真實世界的機器人學習（TensorFlow Dev Summit 2018）。 (Real-World Robot Learning (TensorFlow Dev Summit 2018))

字幕列表影片播放

♪ (music) ♪
Alright, hi, everybody.
I'm Alex, from the Brain Robotics team,
and in this presentation, I'll be talking about how we use simulation
and domain adaptation in some of our real-world robot learning problems.
So, first let me start by introducing robot learning.
The goal of robot learning is to use machine learning
to learn robotic skills
that work in general environments.
What we've seen so far is that
if you control your environment a lot,
you can get robots to do pretty impressive things,
and where techniques start to break down
is when you try to apply these same techniques
to more general environments.
And the thinking is that if you use machine learning,
then you can learn from your environment,
and this can help you address these generalization issues.
So, as a step in this direction,
we've been looking at the problem of robotic grasping.
This is a project that we've been working on
in collaboration with some people at X.
And to explain our problem setup a bit,
we're going to have a real robot arm
which is learning to pick up objects out of a bin.
There is going to be a camera looking down
over the shoulder of the arm into the bin,
and from this RGB image we're going to train a neural network
to learn what commands it should send to the robot
to successfully pick up objects.
Now, we want to try to solve this task using as few assumptions as possible.
So, importantly, we're not going to give any information
about the geometry of what kinds of objects we are trying to pick up,
and we're also not going to give
any information about the depth of the scene.
So in order to solve the task,
the model needs to learn hand-eye coordination
or it needs to see where it is within the camera image,
and then figure out where in the scene it is,
and then combine these two to figure out how it should move around.
Now, in order to train this model, we're going to need a lot of data
because it's a pretty large scale image model.
And our solution at the time for this was to simply use more robots.
So this is what we call the "Arm Farm."
These are six robots collecting data in parallel.
And if you have six robots, you can collect data a lot faster
than if you only have one robot.
So using these robots, we were able to collect
over a million attempted grasps,
over a total of thousands of robot hours,
and then using this data we were able
to successfully train models to learn how to pick up objects.

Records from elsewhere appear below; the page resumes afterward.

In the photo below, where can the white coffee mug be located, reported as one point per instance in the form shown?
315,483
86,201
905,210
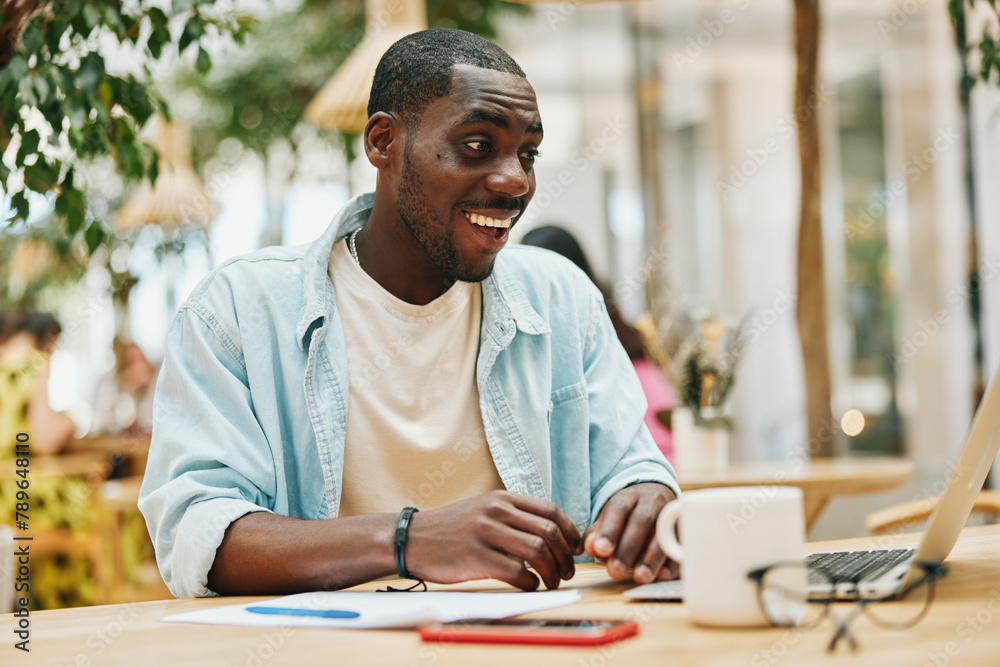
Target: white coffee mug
726,533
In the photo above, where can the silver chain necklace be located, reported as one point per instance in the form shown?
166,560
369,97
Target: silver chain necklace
352,245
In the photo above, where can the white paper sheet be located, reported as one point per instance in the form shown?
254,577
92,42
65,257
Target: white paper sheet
383,610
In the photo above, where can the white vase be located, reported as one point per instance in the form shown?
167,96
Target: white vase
696,447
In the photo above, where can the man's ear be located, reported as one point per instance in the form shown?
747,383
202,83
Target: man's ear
382,134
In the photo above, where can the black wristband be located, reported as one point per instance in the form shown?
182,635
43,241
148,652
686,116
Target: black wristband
399,542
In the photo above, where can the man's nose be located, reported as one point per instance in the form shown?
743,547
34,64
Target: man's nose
508,177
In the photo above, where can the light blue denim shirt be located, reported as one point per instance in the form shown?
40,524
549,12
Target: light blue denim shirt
251,403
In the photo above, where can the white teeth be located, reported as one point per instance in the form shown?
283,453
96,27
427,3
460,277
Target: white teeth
486,221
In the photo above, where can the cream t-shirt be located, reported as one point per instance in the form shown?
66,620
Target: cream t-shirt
414,428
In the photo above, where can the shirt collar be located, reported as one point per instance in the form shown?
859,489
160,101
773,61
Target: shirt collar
503,297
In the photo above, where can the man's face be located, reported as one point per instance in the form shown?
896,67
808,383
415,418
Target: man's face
468,170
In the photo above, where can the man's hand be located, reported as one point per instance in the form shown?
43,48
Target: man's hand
624,535
492,536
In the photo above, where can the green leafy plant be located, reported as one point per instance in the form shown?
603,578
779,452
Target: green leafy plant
700,354
987,49
62,107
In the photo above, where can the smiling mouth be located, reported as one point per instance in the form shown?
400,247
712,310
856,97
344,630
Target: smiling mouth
495,227
487,221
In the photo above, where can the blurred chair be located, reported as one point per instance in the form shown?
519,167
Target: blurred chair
127,563
904,515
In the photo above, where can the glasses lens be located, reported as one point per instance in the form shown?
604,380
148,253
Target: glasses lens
791,595
902,609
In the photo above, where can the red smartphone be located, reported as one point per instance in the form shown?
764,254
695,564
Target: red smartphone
572,632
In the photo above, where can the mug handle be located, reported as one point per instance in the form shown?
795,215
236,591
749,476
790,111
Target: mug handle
666,525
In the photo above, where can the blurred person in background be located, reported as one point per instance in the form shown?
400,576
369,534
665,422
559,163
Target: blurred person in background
26,344
124,396
659,395
27,341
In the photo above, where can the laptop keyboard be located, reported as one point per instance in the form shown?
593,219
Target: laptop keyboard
857,566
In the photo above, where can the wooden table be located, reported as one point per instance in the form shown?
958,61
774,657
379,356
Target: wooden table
92,466
134,448
962,628
819,479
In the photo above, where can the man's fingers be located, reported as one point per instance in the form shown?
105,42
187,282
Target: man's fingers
638,530
555,541
510,570
612,522
532,549
551,511
653,559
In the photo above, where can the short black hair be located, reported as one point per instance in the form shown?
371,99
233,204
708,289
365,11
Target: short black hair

Now, this works, but it still took a lot of time
to collect this dataset.
So this motivated looking into ways
to reduce the amount of real-world data needed
to learn these behaviors.
One approach for doing this is simulation.
So in the left video here,
you can see the images that are going into our model
in our real world setup,
and on the right here you can see
our simulated recreation of that setup.
Now, the advantage of moving things into simulation
is that simulated robots are a lot easier to scale.
We've been able to spin up thousands of simulated robots
grasping various objects,
and using this setup we were able to collect millions of grasps
in just over eight hours,
instead of the weeks that were required for our original dataset.
Now, this is good for getting a lot of data,
but unfortunately models trained in simulation
tend not to transfer to the actual real world robot.
There are a lot of systematic differences between the two.
One big one is the visual appearances of different things.
And another big one is just physical differences
between our real-world physics
and our simulated physics.
So what we did was, we were able to very quickly
train our model on simulation to get to around 90% grasp success.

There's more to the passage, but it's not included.